Le gel du point d’indice entraîne la stagnation de notre traitement. L’augmentation des cotisations pour pension civile entraîne une baisse de ce même traitement depuis janvier 2011 (et se poursuivra en 2012, 2013…), alors que les prix augmentent actuellement au rythme annuel de 2,3%...

Le gouvernement maintenant envisage d’instaurer un jour de carence (sans traitement), pour nos futurs arrêts maladies afin de nous aligner sur le privé, justice sociale oblige ! Signalons que de nombreux salariés du privé avec une certaine ancienneté et/ou une convention collective, les cadres notamment, ne sont pas concernés par ces jours de carence. Le CNGA espère qu’il en sera de même pour les professeurs, cadres A de la Fonction publique d’Etat.
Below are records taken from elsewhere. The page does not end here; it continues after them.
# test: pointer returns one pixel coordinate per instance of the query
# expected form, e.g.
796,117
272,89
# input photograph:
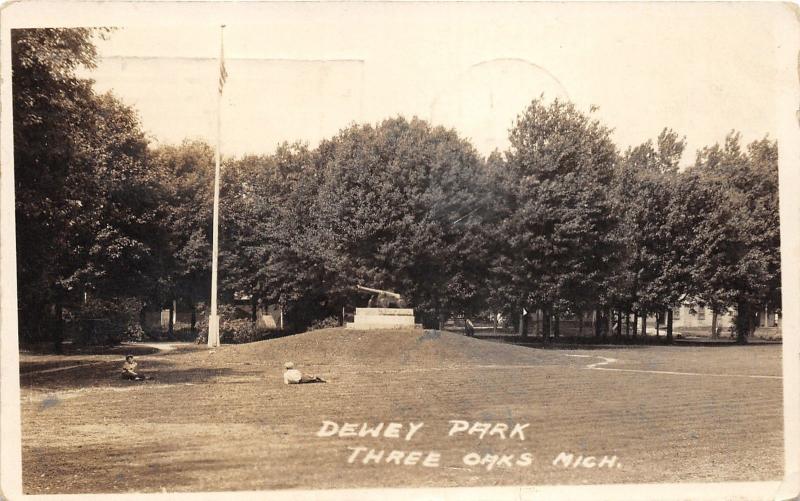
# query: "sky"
303,71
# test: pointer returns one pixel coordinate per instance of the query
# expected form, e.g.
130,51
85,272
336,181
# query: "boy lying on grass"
294,376
129,370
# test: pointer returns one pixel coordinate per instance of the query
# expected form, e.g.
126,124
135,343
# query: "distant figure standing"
129,370
294,376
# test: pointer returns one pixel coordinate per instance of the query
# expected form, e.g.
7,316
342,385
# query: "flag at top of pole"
213,318
223,73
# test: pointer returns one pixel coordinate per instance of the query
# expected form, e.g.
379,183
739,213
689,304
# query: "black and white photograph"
400,250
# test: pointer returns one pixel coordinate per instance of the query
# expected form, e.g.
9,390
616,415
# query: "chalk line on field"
607,360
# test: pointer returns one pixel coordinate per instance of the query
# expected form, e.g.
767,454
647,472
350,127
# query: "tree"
396,203
82,222
653,277
557,219
739,242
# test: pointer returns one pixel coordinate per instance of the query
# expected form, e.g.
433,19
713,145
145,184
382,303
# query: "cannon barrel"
379,291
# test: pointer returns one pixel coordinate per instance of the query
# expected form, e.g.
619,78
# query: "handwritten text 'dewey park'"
484,431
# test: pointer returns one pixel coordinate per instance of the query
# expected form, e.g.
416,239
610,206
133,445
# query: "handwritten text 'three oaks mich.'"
457,428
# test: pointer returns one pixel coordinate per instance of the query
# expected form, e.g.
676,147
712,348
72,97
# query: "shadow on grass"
592,343
69,349
124,468
109,374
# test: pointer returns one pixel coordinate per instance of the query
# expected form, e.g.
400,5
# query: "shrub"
108,321
325,323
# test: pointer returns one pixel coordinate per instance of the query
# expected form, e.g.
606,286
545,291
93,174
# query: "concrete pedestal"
382,318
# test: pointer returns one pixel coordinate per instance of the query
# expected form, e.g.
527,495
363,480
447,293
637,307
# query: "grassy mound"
385,348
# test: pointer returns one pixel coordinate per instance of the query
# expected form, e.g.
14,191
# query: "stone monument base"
382,318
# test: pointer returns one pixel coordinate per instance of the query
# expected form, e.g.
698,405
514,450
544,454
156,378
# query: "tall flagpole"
213,319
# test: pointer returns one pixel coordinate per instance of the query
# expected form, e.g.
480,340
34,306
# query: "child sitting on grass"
129,370
294,376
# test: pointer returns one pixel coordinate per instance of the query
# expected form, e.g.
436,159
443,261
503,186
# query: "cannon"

Le CNGA souhaite aussi que le gouvernement aligne la bonification par enfant pour la retraite de nos collègues fonctionnaires sur celles des mères de famille travaillant dans le privé (6 mois maximum dans la Fonction publique contre 2 ans dans le privé) :justice sociale oblige !

mardi 13 septembre 2011

Inquiétudes de rentrée...

Le CNGA-CGC
- s’interdit, attaché à son idéal de neutralité, de juger la politique gouvernementale en matière de rigueur et d’assainissement des finances du pays,

- regrette cependant que les fonctionnaires, et tout spécialement les enseignants, servent, une fois de plus, de variable d’ajustement dans le budget de l’Etat,

- déplore qu’en conséquence cette rentrée 2011 soit placée sous le signe de classes surchargées, d’élèves sans professeur, du recrutement de vacataires non formés…

- s’inquiète, de plus, du projet visant à allonger l’année scolaire de 2 semaines sans, bien sûr, réduire l’horaire de travail hebdomadaire des enseignants ni augmenter leur rémunération.
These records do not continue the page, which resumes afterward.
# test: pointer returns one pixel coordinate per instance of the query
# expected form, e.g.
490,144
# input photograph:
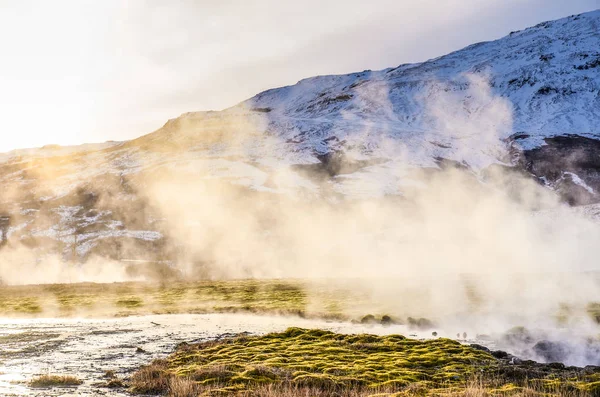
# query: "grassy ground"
315,362
315,299
55,381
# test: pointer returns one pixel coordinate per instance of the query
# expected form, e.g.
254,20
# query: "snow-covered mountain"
529,101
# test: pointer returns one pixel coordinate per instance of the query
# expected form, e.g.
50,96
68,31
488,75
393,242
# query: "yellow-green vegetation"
55,381
295,297
305,360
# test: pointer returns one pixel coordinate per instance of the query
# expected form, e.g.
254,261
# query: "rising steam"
461,244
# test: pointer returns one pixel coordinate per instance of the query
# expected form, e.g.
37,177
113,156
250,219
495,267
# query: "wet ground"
87,348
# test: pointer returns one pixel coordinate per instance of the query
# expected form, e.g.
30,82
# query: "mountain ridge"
528,102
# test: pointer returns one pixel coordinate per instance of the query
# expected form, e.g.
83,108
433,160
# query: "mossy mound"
302,362
326,360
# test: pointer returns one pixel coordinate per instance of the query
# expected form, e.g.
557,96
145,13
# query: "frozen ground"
87,348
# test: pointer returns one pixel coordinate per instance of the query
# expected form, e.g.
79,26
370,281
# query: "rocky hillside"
528,102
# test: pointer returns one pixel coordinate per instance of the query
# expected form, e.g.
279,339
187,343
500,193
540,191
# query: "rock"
515,361
556,365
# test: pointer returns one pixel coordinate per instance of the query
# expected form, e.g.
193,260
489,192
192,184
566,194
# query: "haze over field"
456,194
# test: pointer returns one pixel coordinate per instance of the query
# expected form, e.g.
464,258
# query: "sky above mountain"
87,71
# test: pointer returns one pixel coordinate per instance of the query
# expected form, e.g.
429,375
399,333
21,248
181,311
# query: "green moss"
323,359
130,302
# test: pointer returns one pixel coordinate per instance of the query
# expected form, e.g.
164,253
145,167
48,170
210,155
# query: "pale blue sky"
89,71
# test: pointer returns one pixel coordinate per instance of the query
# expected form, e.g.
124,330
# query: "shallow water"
87,348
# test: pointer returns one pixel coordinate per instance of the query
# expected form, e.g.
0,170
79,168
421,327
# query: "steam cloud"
475,248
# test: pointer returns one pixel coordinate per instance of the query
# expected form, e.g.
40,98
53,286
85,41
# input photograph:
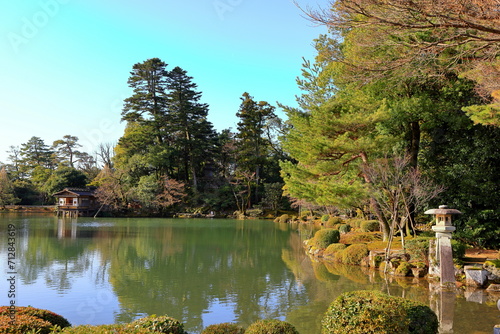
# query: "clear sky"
65,63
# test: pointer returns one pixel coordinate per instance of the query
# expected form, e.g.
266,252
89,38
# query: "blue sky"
65,63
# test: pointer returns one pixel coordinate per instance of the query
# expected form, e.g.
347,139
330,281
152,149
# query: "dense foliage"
399,113
377,313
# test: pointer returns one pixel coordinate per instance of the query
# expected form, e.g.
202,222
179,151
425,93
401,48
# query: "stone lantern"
444,256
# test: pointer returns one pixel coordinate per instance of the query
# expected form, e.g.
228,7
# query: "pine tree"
251,145
148,104
7,195
191,133
66,148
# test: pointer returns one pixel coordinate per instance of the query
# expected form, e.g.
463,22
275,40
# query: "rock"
493,288
475,295
419,272
475,276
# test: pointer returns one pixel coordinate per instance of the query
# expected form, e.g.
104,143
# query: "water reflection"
201,272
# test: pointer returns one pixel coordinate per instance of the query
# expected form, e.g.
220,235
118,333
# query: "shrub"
24,324
370,226
458,248
333,248
344,228
162,324
379,245
225,328
332,221
355,222
284,218
105,329
271,327
362,312
325,237
403,269
354,254
254,212
418,249
357,238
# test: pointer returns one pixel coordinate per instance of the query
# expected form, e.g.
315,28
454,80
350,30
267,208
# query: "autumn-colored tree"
66,148
172,192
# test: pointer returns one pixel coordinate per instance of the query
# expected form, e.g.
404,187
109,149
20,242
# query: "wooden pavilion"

Le CNGA-CGC, face à ces conditions difficiles de rentrée,
- comprend que des enseignants en colère soient prêts à faire grève et à manifester le 27 septembre,

- mais ne veut pas engager les collègues à perdre une journée de traitement alors que la situation financière des fonctionnaires est tendue (stagnation des rémunérations brutes et augmentation des cotisations retraites).

jeudi 5 mai 2011

Vers la fin du collège unique ?

Le CNGA se réjouit que le ministère ait pu enfin prendre conscience qu'il faut mettre fin au collège unique.

Le CNGA, très attaché au service public d' Education souhaite qu'il y ait une orientation possible, pour des élèves motivés, vers des centres de formation d’apprentis publics et pas uniquement vers des centres privés, comme c'est le cas actuellement, ce qui est contraire à l'égalité des chances.

mardi 1 février 2011

PEGC, le retour ?

Le CNGA dénonce la décision ministérielle « d’étendre largement l’expérimentation » d’un « enseignement intégré des sciences et techniques », consistant en fait à mettre devant les élèves de collège un seul professeur pour enseigner trois disciplines scientifiques : sciences physiques, SVT et technologie.
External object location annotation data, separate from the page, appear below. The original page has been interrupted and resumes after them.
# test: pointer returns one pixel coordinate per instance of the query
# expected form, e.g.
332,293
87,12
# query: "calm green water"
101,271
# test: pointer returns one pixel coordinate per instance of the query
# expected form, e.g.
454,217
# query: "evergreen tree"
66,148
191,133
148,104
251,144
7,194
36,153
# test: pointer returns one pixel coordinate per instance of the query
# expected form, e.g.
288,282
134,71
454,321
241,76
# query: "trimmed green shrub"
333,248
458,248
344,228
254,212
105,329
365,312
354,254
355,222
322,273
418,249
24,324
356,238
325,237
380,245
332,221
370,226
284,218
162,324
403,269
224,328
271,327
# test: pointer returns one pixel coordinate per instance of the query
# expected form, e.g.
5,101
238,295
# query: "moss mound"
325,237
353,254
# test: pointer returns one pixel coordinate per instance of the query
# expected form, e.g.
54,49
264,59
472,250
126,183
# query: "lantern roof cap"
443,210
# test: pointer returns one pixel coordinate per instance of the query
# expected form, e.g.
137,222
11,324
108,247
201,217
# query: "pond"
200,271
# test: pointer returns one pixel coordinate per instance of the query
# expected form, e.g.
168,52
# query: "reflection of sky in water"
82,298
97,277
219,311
Le CNGA considère qu’il s’agit là d’un prétexte pédagogique masquant l’actuelle difficulté à recruter des professeurs dans les disciplines scientifiques. Il s’insurge contre une organisation qui va dévaloriser chacune des trois disciplines en accréditant l’idée qu’elles peuvent être enseignées par des non-spécialistes. Un vrai «plan sciences» exige au contraire des dédoublements dans toutes les classes de collège pour permettre la réalisation de travaux pratiques efficaces.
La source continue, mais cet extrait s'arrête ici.